Documentation to consult:
- Oracle’s AI Vector Search overview and FAQ describe the VECTOR type and index families.
- The 26ai SQL Reference for CREATE VECTOR INDEX covers syntax and options.
- Blog guides detail HNSW, hybrid indexes, and indexing guidelines.
JSON Relational Duality: model once, access two ways
JSON Relational Duality exposes normalized relational data as updatable JSON documents via “duality views.” Developers can read and write JSON with ACID semantics, while DBAs preserve schema integrity and performance.
What it looks like in practice:
- You define a duality view with a concise GraphQL‑style specification that maps tables and relationships to a JSON structure.
- Under the covers, data lives in relational tables; the duality view handles document composition, joins, and updates.
- Concurrency and optimistic control rely on ETAGs; you can manage multiple hierarchies over the same data.
Migration helpers:
- The DBMS_JSON_DUALITY package supports schema inference and DDL generation (INFER_SCHEMA, GENERATE_SCHEMA, INFER_AND_GENERATE_SCHEMA) plus data import and validation.
Why DBAs care:
- Less duplication: You avoid duplicating JSON stores and ETL layers.
- Governance: You keep relational privileges, auditing, and backup/recovery where they belong.
- Performance: Single round‑trip document operations with relational efficiency; test and tune as you would any view (but expect JSON document shapes to influence access paths).
References:
- Oracle’s JSON Relational Duality docs and feature overview explain the concepts and GraphQL‑based definitions.
- The DBMS_JSON_DUALITY package documentation lists procedures and parameters for migrations and validation.
Exadata System Software 25ai: AI Smart Scan and monitoring cues
Exadata 25ai introduces AI Smart Scan enhancements that push vector workload processing down to storage cells.
Key ideas (as documented in Oracle’s Exadata blogs):
- Adaptive Top‑K filtering on cells reduces data transfer to DB servers (blogs describe up to several‑fold filtering improvements). Vector Distance Projection computes distances on storage and sends compact results upstream.
- INT8 and BINARY vector formats can be significantly faster than FLOAT storage for similarity search, with guidance on accuracy trade‑offs in Oracle’s posts. Neighbor partition (IVF) offloads and contextual filters arrive across 25.1/25.2.
- Hardware matters: newer X11M platforms increase Smart Scan throughput compared to X10M, which shows up in faster index builds and scans.
What you can monitor:
- DB layer: Use AWR/ASH to spot heavy similarity queries, track wait events, and review plans. There isn’t a dedicated v$ view for vector offloads; rely on standard diagnostics.
- Storage layer: Use ExaWatcher utilities like CellSQLStat and ecstat to observe offload activity. Oracle’s blogs highlight these tools for operational visibility.
Further reading (authoritative anchors):
- Exadata 25.1/25.2 release blogs and the AI Smart Scan deep dive provide engineering‑level explanations and performance figures.

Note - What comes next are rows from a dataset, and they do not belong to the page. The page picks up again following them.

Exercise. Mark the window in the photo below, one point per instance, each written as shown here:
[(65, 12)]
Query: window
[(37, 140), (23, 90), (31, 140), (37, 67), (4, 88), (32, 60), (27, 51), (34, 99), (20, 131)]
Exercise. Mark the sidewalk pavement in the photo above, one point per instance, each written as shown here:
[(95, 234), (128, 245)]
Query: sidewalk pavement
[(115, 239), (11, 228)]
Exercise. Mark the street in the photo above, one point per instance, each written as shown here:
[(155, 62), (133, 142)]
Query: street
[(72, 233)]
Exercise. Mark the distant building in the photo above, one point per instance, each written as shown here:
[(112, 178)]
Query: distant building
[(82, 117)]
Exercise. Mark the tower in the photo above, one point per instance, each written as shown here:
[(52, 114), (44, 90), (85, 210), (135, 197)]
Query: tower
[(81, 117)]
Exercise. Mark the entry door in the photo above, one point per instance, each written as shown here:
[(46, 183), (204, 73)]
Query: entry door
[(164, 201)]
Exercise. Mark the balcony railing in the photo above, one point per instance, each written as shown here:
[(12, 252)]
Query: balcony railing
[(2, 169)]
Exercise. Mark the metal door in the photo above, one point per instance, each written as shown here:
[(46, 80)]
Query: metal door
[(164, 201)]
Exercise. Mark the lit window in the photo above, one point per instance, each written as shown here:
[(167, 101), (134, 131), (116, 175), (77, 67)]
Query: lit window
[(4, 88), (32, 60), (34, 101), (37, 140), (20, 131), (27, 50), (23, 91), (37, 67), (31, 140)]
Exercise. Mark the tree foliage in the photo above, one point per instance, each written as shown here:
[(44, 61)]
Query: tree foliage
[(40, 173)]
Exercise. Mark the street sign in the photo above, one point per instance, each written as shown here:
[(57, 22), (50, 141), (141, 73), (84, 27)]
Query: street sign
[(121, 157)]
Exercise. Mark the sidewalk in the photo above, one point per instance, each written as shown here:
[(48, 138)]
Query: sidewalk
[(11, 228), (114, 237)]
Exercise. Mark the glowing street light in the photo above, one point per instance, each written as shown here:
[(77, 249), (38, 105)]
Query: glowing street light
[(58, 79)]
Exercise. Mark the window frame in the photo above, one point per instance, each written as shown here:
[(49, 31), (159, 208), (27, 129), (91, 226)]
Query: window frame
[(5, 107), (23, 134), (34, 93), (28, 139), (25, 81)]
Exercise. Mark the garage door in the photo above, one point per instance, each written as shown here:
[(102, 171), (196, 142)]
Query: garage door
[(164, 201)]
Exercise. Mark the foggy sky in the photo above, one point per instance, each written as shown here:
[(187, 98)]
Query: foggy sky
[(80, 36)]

- Exadata X11M materials outline hardware throughput characteristics that influence offload performance.
Autonomous Database Select AI: NL→SQL, RAG, and governance
Select AI connects Autonomous Database to OCI Generative AI for natural‑language querying and RAG augmentation while keeping controls inside the database.
How DBAs configure it (per Oracle docs):
- Grant privileges (e.g., EXECUTE on DBMS_CLOUD_AI) and create AI profiles that specify the provider, credentials, schemas/tables, and optional vector stores.
- Users issue prompts; the system returns generated SQL for review. You can require manual approval before execution and use EXPLAIN for transparency.
- RAG retrieves context from defined vector stores to enrich answers; conversations APIs persist prompts/responses for audit and reuse.
Governance patterns:
- Use RBAC/CBAC, VPD, encryption, and masking to restrict data access.
- Configure private endpoints for LLMs, apply rate limits and budgets, and log conversations to meet compliance needs.
Docs to consult:
- Oracle’s Select AI getting started, profile management, examples, RAG configuration, and conversation management pages outline each step and control.
- Security posture and observability patterns appear in official blogs on data security and verification for Select AI.
Upgrade planning checklist
A concise checklist you can tailor to your environment:
- From 23ai to 26ai
- Validate RU eligibility and dependencies; plan to apply the October 2025 RU to transition (per Oracle’s guidance). Confirm application compatibility and test in staging even if recertification isn’t required.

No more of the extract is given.